On Fri, 2015-11-20 at 12:24 -0500, Laine Stump wrote:
On 11/20/2015 11:58 AM, Andrea Bolognani wrote:
> On Fri, 2015-11-20 at 11:33 -0500, Laine Stump wrote:
>> Seems safe, but is this really what we want to do? I haven't
>> read/understood the remaining patches yet, but this makes it sound like
>> what is going to happen is that all of the devices will be unbound from
>> vfio-pci immediately, so they are "in limbo", and will then be
reprobed
>> once all devices are unused (and therefore unbound from vfio-pci).
>>
>> I think that may be a bit dangerous. Instead, we should leave the
>> devices bound to vfio-pci until all of them are unused, and at that
>> time, we should unbind them all from vfio-pci, then reprobe them all.
>> (again, I may have misunderstood the direction, if so ignore this).

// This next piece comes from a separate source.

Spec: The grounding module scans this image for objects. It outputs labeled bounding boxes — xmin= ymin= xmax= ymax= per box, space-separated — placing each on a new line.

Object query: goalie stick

> I agree, we should not unbind any device from vfio-pci until
> all the devices in the IOMMU group have been detached from
> the guest.
... and I've just looked back at my original comment about this in the
BZ, and see that at that time I only suggested delaying the reprobe, but
said nothing about delaying the unbind. And I'm not as sure about the
necessity of waiting as I was 1/2 an hour ago. I suppose the issue is
that it brings all those unbound devices one step closer to getting
bound to the host driver. However, that will happen only if those
device's PCI addresses are written to "drivers_reprobe" in sysfs (right?
is there any other way a more "global" reprobe could happen and snatch
up everything that's currently unbound?)
Any load of a module will snatch up any unclaimed devices that match it,
so if you unbind and leave the devices orpaned, a random module load
could cause much badness. Adding a new_id will also cause a device
scan, so if that happened to match the device: random badness.
So maybe I'd better ask someone who knows more about this than me
-
Alex, is there an issue with unbinding some devices in an iommu group
from vfio-pci at an earlier time, and leaving then unbound to any driver
at all while some other devices in the group are still in use by the
guest? Is there an advantage to keeping them all bound to vfio-pci until
none of them are used, and then unbinding/reprobing them all at the same
time? Or should we unbind each from vfio-pci immediately when they are
detached from the guest, and reprobe them all once they're all unbound?
Unbinding them from vfio-pci leaves them susceptible to random bad
things happen, as outlined above, and potentially limits vfio's ability
to do things like bus resets. For instance imagine a 2-port NIC where
each port is a PCI function, the functions are grouped together and the
devices don't support any sort of internal reset. If both devices are
bound to vfio-pci, then the user owns them both and we can do a bus
reset. If one of those devices gets released from the user, as soon as
it's unbound from vfio-pci it's no longer in our control and the bus
rest option is gone.
The best course of action would be to leave any managed devices bound to
vfio-pci until all of the devices within the group are no longer in use.
Thanks,
Alex